Bepc : 3 sourds-muets parmi les 96 430 candidats

Il y a deux semaines, ces mêmes colonnes ont relaté des histoires bouleversantes, des histoires à scandale concernant quatre jeunes handicapés physiques, privés d’examens officiels, et trois autres sourds-muets qui risquaient de subir le même sort avec les épreuves du BEPC (Brevet d’Etudes du Premier Cycle).

Les handicapés physiques avaient été empêchés de se présenter à des concours d’entrée dans les écoles normales de Toliara et de Mahajanga pour le recrutement d’élèves-maîtres d’école.
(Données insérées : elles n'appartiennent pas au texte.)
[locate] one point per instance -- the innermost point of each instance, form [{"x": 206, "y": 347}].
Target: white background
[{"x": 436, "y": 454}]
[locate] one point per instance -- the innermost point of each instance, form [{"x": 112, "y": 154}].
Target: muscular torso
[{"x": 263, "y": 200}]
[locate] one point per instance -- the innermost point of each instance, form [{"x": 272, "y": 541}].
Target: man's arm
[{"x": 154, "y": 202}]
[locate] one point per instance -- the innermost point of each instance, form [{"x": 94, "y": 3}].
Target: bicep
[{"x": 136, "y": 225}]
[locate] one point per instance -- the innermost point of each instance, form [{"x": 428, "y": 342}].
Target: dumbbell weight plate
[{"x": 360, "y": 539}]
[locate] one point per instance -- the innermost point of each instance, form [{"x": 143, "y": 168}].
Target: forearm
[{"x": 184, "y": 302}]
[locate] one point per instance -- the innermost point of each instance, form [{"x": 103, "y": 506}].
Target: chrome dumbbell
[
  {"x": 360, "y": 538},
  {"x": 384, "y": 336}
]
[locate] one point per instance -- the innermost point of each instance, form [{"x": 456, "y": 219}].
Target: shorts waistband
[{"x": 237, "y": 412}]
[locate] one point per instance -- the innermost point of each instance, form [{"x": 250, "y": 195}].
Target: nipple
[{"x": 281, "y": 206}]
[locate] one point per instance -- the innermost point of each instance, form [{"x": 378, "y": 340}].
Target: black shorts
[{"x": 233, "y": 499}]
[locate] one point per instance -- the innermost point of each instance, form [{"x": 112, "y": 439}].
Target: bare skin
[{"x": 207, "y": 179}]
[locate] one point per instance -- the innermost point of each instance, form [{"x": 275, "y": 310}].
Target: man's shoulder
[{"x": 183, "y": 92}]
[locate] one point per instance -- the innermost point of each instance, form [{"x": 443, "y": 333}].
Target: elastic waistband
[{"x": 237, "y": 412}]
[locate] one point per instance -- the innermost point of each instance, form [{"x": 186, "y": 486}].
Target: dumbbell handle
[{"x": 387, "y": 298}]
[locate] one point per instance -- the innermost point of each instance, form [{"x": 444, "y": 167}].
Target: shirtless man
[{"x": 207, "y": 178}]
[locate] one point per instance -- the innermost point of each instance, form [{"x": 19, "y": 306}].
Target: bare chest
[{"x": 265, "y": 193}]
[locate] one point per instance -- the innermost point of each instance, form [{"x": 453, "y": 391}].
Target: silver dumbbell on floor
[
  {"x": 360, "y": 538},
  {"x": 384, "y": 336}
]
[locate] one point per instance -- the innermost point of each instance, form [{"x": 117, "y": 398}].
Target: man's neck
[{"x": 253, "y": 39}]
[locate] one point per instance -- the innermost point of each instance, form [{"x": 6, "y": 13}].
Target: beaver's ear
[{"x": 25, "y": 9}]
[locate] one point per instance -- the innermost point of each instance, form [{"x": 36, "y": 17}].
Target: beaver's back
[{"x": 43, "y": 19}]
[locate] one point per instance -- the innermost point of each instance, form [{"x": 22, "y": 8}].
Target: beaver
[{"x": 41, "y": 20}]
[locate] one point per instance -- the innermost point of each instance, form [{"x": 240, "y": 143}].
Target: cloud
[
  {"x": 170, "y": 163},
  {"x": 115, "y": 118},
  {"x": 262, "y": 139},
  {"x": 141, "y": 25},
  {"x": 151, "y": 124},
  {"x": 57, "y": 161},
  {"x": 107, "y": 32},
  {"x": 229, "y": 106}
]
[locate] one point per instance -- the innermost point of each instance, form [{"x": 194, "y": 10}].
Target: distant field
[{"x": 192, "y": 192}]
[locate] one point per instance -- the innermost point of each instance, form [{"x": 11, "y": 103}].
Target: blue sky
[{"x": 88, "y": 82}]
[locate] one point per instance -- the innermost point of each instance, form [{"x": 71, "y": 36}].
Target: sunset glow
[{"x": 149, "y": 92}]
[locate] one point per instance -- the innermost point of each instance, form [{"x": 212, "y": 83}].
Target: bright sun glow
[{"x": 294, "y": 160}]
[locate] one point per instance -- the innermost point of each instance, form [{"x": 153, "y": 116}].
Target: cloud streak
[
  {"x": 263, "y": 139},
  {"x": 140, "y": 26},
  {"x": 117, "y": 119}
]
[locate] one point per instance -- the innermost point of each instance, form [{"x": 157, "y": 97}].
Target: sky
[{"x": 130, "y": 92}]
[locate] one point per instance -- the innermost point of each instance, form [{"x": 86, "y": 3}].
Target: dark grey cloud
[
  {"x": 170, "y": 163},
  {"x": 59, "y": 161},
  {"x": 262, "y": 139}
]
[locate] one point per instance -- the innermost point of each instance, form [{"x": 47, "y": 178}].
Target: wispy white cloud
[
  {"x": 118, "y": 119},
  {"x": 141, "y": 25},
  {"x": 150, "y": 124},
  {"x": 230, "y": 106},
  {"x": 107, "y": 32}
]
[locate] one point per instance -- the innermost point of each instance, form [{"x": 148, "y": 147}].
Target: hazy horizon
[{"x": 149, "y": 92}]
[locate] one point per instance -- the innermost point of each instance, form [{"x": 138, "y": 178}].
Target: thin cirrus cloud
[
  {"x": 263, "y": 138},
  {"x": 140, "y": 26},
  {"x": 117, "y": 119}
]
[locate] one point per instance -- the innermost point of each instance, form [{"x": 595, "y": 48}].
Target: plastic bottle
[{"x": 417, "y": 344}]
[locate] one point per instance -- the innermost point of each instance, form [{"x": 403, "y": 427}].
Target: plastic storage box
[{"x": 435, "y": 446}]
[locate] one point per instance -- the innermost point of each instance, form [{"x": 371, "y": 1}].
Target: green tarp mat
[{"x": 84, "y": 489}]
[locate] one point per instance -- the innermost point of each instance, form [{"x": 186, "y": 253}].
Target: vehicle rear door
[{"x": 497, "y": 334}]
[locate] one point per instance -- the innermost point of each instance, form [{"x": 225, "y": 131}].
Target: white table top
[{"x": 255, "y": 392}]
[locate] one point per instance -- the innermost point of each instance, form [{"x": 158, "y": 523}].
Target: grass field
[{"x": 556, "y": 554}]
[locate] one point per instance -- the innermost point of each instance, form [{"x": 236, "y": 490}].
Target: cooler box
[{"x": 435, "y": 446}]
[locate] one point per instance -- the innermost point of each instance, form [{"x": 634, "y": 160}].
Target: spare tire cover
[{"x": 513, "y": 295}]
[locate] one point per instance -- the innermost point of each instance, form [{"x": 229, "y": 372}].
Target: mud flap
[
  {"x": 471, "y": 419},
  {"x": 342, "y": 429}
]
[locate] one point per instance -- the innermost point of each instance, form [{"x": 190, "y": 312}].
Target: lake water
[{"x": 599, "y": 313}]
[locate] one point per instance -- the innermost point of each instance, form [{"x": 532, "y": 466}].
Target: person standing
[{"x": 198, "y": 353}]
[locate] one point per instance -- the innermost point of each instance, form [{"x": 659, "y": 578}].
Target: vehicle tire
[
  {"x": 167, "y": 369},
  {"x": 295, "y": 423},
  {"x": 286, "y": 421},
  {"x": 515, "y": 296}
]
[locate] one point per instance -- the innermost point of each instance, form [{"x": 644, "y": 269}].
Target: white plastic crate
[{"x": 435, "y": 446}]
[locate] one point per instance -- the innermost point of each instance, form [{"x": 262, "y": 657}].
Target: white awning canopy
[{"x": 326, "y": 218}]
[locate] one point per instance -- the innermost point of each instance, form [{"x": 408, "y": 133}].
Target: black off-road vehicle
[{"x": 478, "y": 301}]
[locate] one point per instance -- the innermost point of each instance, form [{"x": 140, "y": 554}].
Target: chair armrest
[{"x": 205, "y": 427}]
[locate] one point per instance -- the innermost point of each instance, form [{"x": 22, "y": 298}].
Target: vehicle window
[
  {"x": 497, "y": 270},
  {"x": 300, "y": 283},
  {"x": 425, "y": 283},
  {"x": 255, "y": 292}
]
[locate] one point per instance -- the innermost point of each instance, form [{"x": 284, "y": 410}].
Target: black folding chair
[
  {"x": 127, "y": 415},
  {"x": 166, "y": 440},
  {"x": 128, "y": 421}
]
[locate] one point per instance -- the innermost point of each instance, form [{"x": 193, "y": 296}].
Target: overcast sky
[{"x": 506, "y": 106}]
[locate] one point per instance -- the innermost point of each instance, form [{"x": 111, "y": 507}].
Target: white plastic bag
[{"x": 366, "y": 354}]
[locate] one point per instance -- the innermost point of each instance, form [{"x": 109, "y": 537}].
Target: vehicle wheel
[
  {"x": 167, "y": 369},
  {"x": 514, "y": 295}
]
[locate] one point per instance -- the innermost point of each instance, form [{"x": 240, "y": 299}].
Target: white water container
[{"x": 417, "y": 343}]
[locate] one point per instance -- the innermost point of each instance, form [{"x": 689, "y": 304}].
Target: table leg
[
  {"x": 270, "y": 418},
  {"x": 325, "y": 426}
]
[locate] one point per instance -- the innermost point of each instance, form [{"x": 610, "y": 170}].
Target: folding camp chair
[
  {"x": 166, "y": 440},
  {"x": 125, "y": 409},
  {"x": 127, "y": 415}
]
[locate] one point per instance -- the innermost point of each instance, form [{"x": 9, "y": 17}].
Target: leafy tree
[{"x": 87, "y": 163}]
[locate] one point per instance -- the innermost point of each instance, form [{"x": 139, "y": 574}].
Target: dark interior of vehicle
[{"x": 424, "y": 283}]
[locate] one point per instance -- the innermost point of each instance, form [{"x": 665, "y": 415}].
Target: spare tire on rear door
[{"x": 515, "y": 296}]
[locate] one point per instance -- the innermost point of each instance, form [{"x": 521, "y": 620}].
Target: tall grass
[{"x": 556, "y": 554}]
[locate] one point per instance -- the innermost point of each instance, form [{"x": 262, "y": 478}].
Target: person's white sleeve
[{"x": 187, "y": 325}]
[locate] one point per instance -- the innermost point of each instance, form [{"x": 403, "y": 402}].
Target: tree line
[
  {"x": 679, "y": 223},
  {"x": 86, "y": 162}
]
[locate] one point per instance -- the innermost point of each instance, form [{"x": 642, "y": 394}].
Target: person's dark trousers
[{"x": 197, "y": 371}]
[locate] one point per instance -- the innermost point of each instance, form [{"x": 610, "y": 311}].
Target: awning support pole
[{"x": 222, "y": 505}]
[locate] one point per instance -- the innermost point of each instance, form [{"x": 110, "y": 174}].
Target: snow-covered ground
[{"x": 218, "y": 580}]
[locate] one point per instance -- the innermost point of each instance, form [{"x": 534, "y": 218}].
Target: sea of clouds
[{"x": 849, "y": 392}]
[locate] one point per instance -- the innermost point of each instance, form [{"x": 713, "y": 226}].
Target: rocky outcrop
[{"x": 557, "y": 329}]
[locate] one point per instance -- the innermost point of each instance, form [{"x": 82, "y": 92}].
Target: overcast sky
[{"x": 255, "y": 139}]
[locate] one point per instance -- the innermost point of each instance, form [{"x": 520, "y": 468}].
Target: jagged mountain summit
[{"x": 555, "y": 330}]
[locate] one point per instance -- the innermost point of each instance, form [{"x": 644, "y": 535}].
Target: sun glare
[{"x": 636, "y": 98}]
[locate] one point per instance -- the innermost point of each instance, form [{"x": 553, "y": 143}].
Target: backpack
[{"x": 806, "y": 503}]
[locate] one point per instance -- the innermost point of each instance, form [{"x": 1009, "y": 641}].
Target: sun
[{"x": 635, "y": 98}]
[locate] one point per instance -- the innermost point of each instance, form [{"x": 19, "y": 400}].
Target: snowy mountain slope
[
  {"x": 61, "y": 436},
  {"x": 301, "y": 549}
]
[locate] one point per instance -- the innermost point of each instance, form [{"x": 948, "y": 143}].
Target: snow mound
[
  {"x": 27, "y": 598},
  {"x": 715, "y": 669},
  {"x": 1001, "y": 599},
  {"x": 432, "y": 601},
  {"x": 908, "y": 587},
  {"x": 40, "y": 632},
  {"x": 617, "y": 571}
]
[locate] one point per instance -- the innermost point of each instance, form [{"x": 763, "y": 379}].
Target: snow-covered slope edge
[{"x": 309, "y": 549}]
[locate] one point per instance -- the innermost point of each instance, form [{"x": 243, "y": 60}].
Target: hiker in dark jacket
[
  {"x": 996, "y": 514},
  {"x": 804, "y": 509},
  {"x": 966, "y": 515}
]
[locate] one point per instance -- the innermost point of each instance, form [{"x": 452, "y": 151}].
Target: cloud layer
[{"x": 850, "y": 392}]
Et les éducateurs-traducteurs des sourds-muets n’avaient pas l’autorisation des « responsables subalternes » d’assister ces jeunes candidats le premier jour, à la première heure des épreuves. Cela, juste le temps de leur indiquer les règles du jeu et toutes les autres formalités à acquitter comme l’inscription des noms et du numéro sur la feuille d’examen, etc.

Après des demandes « en haut lieu », finalement la DIRESEB (Direction de l’Enseignement Secondaire) a délivré une autorisation de présence des éducateurs-traducteurs, qui, évidemment quitteront la salle d’examen après avoir donné les indications nécessaires.

Aussi, Ando Anthony Andrianjafindraseta, Marie Viviane Raveloharisoa et Hanitralalao Sylvia Razanatsimba pourront-ils composer aux épreuves du BEPC ce lundi, et feront partie des quelque 96.430 candidats répartis à travers le pays.

Un heureux dénouement, même s’il a fallu des interventions pour faire reconnaître que les personnes handicapées, malgré leur infortune, sont des citoyens à part entière et doivent ainsi jouir des mêmes droits que tout le monde.